While Hartnell was revered for his feminine evening gowns and delicate embroidery, Hardy Amies (1909-2003) quickly became known for his exquisite tailoring. Amies cut his teeth at the the British couture house, Lachasse, where tailoring was a speciality. He went on to open his headquarters in a townhouse in Savile Row, the bastion of bespoke menswear tailoring, and focused on both womens- and menswear. I can remember attending his couture shows in the 80's and early 90's. They were always very intimate affairs with Amies or one of his designers, introducing the collection and making a short speech after the event. Society hostesses would sit in the front row on gilt chairs, and the models would hold numbered cards so the audience could cross-reference the details of specific outfits against the running order. It was a fascinating to watch.

Hardy Amies with models wearing his signature tailoring and glamourous evening wear, British Vogue 1953 
© Norman Parkinson Limited/Courtesy Norman Parkinson Archive

Amies was as forward thinking as Hartnell, and his full-skirted silhouettes in 1947, were totally in tune with Christian Dior's controversial New Look of the same year. Princess Elizabeth, later to be crowned Queen Elizabeth, became a regular client, and both Hartnell's and Amies' designs were regularly photographed by renowned photographers, such as Norman Parkinson, for British Vogue.

Wenda Parkinson, Norman Parkinson's wife and muse, models a Hardy Amies suit at Hyde Park Corner, for British Vogue,1951
© Norman Parkinson Limited/Courtesy Norman Parkinson Archive

Pristine finishing touches such as gloves, bags and hats were integral to the Amies/Hartnell look and the exhibition also punctuates the role of the couture milliner at this turning point in fashion. Focusing on the Australian-born milliner, Frederick 'Freddie' Fox (1931-2011), who regularly created hats for the Queen and the Queen Mother, the show explores the craft of millinery and the process involved, including Fox's original hat blocks and illustrations.

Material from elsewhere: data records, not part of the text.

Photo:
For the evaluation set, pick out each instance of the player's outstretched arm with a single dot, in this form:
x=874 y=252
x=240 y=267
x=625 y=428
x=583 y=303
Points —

Milliner Frederick Fox has made more than 350 hats for Queen Elizabeth II, including this pink confection decorated 
with 25 bells for each year of her reign for the Silver Jubilee in 1977
Photo Credit

The show examines the impact of Royal celebrity in the 20th century through fashion and imagery and highlights the fact that today's media obsession with the Royals is nothing new - we just have so many more ways of gathering news updates today. You can sit-in on a fashion show from 1951 at The Savoy Hotel in London, that includes  couture outfits by Hartnell and Amies at: 

Catch the show before it ends on the 23rd February 2013 and marvel at the beautiful confections on display and Norman Parkinson's evocative photography. A real treat.